Many of these companies could not stand on their own two feet without constant infusions of public money. Whether it’s endless annual subsidies, free land and infrastructure, tax breaks, guaranteed markets or the public sector underwriting loans, governments pump billions of dollars into private operators so that vital services can remain in operation.

The money doesn’t all go to providing for the public. It’s pocketed by company directors, CEOs, bankers and senior partners in the blue ribbon law, accountancy and consultancy firms that run these businesses – and by the directors of the funds management industry that bought them.

In the name of “entrepreneurship” and “efficiency”, politically connected fat cats are bleeding the public dry – it’s socialism for the rich.

The latest example concerns the power industry. It may seem bizarre but Australia, a country blessed with every kind of natural resource, could be heading into another summer of blackouts of the kind that plagued South Australia earlier this year.
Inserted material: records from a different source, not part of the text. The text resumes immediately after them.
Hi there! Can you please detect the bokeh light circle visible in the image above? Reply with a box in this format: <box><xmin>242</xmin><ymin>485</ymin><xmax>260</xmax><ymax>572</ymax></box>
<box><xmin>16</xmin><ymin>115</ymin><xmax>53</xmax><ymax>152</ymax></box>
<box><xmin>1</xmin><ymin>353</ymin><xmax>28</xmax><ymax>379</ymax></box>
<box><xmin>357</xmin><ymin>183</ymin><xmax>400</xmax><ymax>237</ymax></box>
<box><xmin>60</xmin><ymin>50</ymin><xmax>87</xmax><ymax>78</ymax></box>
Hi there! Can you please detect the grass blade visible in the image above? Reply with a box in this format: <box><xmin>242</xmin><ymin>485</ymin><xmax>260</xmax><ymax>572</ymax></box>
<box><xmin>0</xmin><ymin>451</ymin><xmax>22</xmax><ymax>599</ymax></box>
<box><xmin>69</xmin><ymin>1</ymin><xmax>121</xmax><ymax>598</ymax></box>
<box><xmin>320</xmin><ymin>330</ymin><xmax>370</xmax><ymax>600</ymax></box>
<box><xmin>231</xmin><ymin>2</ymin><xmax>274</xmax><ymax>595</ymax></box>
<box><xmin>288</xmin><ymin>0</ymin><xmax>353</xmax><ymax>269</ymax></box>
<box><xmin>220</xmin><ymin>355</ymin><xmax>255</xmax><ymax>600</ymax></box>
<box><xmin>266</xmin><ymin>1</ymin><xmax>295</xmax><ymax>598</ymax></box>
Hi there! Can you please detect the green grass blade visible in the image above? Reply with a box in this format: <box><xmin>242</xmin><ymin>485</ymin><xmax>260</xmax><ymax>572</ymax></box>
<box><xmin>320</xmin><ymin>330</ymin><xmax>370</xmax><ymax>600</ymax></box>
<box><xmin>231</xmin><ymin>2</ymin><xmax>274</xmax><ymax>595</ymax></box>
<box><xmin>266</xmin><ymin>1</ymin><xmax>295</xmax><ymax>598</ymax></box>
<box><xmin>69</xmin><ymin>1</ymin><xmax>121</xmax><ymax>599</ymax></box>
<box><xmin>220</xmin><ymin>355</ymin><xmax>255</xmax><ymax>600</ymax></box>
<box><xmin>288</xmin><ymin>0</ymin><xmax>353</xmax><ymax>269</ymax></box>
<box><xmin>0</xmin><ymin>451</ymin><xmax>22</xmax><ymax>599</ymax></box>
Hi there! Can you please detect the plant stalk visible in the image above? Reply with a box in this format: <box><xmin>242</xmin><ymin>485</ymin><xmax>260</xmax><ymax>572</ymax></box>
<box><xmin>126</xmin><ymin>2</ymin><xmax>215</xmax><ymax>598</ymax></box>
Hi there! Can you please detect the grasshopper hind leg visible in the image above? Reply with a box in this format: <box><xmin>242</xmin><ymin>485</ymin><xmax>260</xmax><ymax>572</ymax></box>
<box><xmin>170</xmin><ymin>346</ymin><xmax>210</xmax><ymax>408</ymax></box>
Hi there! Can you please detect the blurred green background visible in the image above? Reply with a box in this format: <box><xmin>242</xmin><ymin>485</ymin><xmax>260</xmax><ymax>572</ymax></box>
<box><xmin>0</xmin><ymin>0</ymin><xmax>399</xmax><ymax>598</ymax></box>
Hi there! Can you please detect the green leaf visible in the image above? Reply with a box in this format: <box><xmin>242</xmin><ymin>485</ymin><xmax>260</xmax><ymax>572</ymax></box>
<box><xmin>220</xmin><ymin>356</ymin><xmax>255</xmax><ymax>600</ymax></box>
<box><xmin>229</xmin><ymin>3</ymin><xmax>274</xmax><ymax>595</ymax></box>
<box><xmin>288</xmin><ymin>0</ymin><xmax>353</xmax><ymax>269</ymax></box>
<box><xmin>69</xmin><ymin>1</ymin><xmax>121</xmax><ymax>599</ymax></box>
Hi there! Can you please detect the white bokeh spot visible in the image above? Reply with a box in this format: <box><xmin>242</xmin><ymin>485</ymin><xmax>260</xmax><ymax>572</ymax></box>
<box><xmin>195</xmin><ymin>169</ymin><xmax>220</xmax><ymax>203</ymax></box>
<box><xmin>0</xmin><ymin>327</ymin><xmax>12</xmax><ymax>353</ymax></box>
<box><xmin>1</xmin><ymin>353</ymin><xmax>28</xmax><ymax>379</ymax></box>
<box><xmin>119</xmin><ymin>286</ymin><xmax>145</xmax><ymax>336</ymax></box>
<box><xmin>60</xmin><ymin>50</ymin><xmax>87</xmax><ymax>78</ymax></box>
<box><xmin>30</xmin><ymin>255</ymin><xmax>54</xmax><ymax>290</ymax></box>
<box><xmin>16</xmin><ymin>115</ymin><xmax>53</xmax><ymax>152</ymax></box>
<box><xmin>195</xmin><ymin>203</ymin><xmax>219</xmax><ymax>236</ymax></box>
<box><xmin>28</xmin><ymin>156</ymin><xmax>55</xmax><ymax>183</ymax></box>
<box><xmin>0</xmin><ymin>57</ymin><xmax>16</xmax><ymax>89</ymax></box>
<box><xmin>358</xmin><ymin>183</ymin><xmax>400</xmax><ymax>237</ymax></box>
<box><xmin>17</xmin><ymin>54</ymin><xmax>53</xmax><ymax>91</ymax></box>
The Australian Energy Market Operator (AEMO), the agency meant to oversee the secure supply of energy to households and businesses, has just reported:

“We note that absent to changes, we face an increasing and unacceptable risk that there will be insufficient capability in the system to meet National Electricity Market reliability standards. In turn, this exposes consumers to a heightened risk of involuntary and unacceptable load shedding.”

This ridiculous situation is the direct result of the chaos that has resulted from the introduction of the national energy market and the sell-off of the old public sector power industry.

The Turnbull government’s answer to this latest system breakdown? Once again, out comes the cheque book. AEMO, i.e. the government, proposes to pay businesses with diesel generators, as well as gas power stations with spare capacity, to be on standby to pump extra power into the system when blackouts are threatened. And it will throw more millions to big energy users like factories to avoid using power at peak times.

The bill for this largesse for the private sector? A cool $50 million. Energy minister Josh Frydenberg says that this is “not a lot of money in the scheme of things”. Well, no, not if it’s being paid to big business. But the likes of Frydenberg turn into Scrooge when it’s even suggested that these kinds of funds are paid to workers or social security recipients. Then, the cupboard is bare.

The government is now shaping up to dole out yet more funds to the energy industry. Private operator AGL has announced plans to shut down its Liddell coal-fired power station in the Hunter Valley in NSW because it has reached the end of its commercial life.

The government response: come hell or high water, or more specifically, with the aid of another tranche of government money, Liddell should be kept open.

In news that will shock any naïve “free market” enthusiasts in the LNP, former resources minister Matt Canavan slammed those selfish capitalists at AGL for operating like, well, capitalists: “AGL should be operating with a modicum of the national interest in mind, not just trying to maximise their profits.”

In case you’re thinking this might herald a big shift in government thinking, perhaps with bosses soon being ordered to keep factories open rather than sack workers, rest assured: nothing has changed at LNP HQ. The “national interest” that Canavan has in mind is the interest of Big Coal.

His main gripe is that Liddell’s closure will hurt BHP, Rio Tinto and others, which are facing the prospect that gushing revenues generated by supplying highly subsidised coal fired power stations will start to dry up as these stranded assets come to the end of their profitable lives.

Stand by for news of some stitch-up to keep Liddell going for even more years, courtesy of still more government money.

Make no mistake, the government should intervene. But only to nationalise the energy industry and guarantee the energy supply as a human right. The Liberal party, however, while prattling on about “efficiency”, “competition” and “consumer choice”, only wants to intervene to channel money from the public purse into the pockets of the silk-suited rich.